Pages

Friday, 15 October 2010

Converting Microsoft Office (Word, Excel) documents to PDFs in Java

This question is asked a lot on the JDC and I'm sure will continue being asked now the JDC has been merged with the OTN.

The stock answer is a link to Apache POI and if you are lucky some complaints about not googling before asking. Alas this is not helpful - Apache POI is not a mature product and focused primarily on getting data and not on rendering the data.
A few other Java options exist for reading and writing Office documents exist but most focus on getting data or writing data, not rendering data.
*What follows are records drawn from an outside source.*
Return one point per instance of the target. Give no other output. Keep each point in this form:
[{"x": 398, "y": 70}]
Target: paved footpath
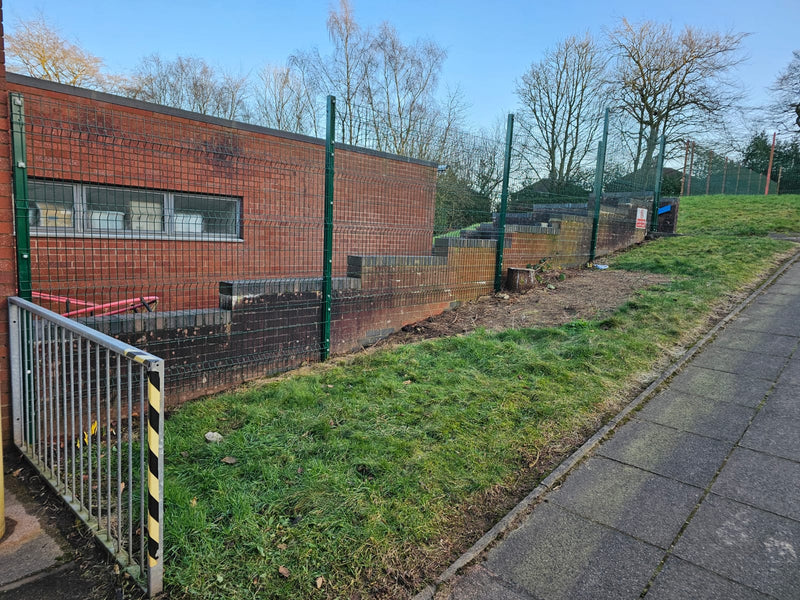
[{"x": 696, "y": 497}]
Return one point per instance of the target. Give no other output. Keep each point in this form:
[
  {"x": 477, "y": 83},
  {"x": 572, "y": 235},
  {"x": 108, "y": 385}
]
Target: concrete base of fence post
[{"x": 520, "y": 279}]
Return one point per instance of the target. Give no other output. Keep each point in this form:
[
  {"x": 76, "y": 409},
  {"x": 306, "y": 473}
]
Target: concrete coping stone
[
  {"x": 395, "y": 261},
  {"x": 550, "y": 229},
  {"x": 157, "y": 320},
  {"x": 260, "y": 287}
]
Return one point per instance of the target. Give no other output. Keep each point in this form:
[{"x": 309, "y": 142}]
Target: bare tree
[
  {"x": 561, "y": 96},
  {"x": 400, "y": 93},
  {"x": 39, "y": 50},
  {"x": 786, "y": 92},
  {"x": 343, "y": 74},
  {"x": 283, "y": 101},
  {"x": 191, "y": 84},
  {"x": 670, "y": 84}
]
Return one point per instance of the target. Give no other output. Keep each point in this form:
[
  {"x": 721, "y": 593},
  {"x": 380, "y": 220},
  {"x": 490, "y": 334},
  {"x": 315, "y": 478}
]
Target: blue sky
[{"x": 490, "y": 44}]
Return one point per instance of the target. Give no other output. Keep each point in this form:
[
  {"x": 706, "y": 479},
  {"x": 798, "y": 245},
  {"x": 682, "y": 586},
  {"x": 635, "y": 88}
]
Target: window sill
[{"x": 132, "y": 235}]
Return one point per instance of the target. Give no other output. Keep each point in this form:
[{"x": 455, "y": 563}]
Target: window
[{"x": 83, "y": 208}]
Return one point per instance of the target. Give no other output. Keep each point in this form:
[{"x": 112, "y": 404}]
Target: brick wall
[
  {"x": 85, "y": 137},
  {"x": 8, "y": 269}
]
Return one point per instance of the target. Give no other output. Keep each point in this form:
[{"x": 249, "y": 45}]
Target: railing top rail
[{"x": 140, "y": 356}]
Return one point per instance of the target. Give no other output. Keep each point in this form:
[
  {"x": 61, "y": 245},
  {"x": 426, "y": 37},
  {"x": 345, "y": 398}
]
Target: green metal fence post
[
  {"x": 327, "y": 253},
  {"x": 598, "y": 186},
  {"x": 22, "y": 222},
  {"x": 662, "y": 144},
  {"x": 501, "y": 224}
]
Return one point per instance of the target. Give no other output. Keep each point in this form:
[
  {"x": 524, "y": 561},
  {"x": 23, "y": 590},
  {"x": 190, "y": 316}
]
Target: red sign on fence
[{"x": 641, "y": 218}]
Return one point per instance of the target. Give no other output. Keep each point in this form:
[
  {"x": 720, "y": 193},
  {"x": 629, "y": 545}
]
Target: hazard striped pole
[{"x": 155, "y": 469}]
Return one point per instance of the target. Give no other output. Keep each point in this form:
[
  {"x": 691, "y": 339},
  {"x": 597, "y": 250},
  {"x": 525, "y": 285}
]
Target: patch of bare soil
[{"x": 559, "y": 297}]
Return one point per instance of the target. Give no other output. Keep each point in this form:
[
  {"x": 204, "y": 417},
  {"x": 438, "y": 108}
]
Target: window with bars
[{"x": 56, "y": 206}]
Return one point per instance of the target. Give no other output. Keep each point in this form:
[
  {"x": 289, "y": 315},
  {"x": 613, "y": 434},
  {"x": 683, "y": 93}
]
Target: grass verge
[{"x": 354, "y": 479}]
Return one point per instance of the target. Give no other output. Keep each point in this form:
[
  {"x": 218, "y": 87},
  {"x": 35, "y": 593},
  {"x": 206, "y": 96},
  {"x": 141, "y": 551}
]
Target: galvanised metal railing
[{"x": 88, "y": 415}]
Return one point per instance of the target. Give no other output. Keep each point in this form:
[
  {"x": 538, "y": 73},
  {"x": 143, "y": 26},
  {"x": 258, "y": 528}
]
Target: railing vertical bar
[
  {"x": 49, "y": 397},
  {"x": 130, "y": 459},
  {"x": 63, "y": 406},
  {"x": 39, "y": 351},
  {"x": 72, "y": 441},
  {"x": 98, "y": 433},
  {"x": 57, "y": 402},
  {"x": 79, "y": 441},
  {"x": 109, "y": 491},
  {"x": 18, "y": 369},
  {"x": 119, "y": 455},
  {"x": 27, "y": 371},
  {"x": 142, "y": 465},
  {"x": 88, "y": 435}
]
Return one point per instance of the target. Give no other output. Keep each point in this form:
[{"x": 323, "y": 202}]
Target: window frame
[{"x": 81, "y": 226}]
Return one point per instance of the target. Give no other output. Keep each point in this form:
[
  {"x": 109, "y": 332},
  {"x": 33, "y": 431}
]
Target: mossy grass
[{"x": 346, "y": 470}]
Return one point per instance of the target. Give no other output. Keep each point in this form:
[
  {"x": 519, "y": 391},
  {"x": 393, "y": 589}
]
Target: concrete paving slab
[
  {"x": 780, "y": 299},
  {"x": 767, "y": 324},
  {"x": 683, "y": 456},
  {"x": 560, "y": 556},
  {"x": 744, "y": 544},
  {"x": 717, "y": 385},
  {"x": 679, "y": 580},
  {"x": 480, "y": 584},
  {"x": 788, "y": 284},
  {"x": 26, "y": 548},
  {"x": 791, "y": 374},
  {"x": 763, "y": 309},
  {"x": 694, "y": 414},
  {"x": 763, "y": 481},
  {"x": 740, "y": 362},
  {"x": 756, "y": 341},
  {"x": 785, "y": 401},
  {"x": 772, "y": 433},
  {"x": 646, "y": 506}
]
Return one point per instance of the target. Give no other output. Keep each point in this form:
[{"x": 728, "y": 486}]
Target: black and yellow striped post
[{"x": 155, "y": 469}]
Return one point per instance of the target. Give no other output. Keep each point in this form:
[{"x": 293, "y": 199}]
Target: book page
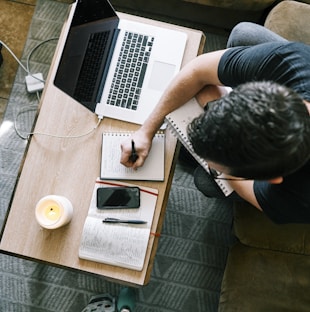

Three products that I know of can render Office documents:

JDocToPdf
Uses Apache POI to read the Word document and iText to write the PDF. Completely free, 100% Java but has some limitations.

Snowbound  Imaging SDK
Snowbound appears to be a 100% Java solution and costs over $2,500. It contains samples describing how to convert documents in the evaluation download.

OpenOffice API
OpenOffice is a native Office suite which supports a Java API. This supports reading Office documents and writing PDF documents. The SDK contains an example in document conversion (examples/java/DocumentHandling/DocumentConverter.java). To write PDFs you need to pass the "writer_pdf_Export" writer rather than the "MS Word 97" one.
Or you can use the wrapper API JODConverter.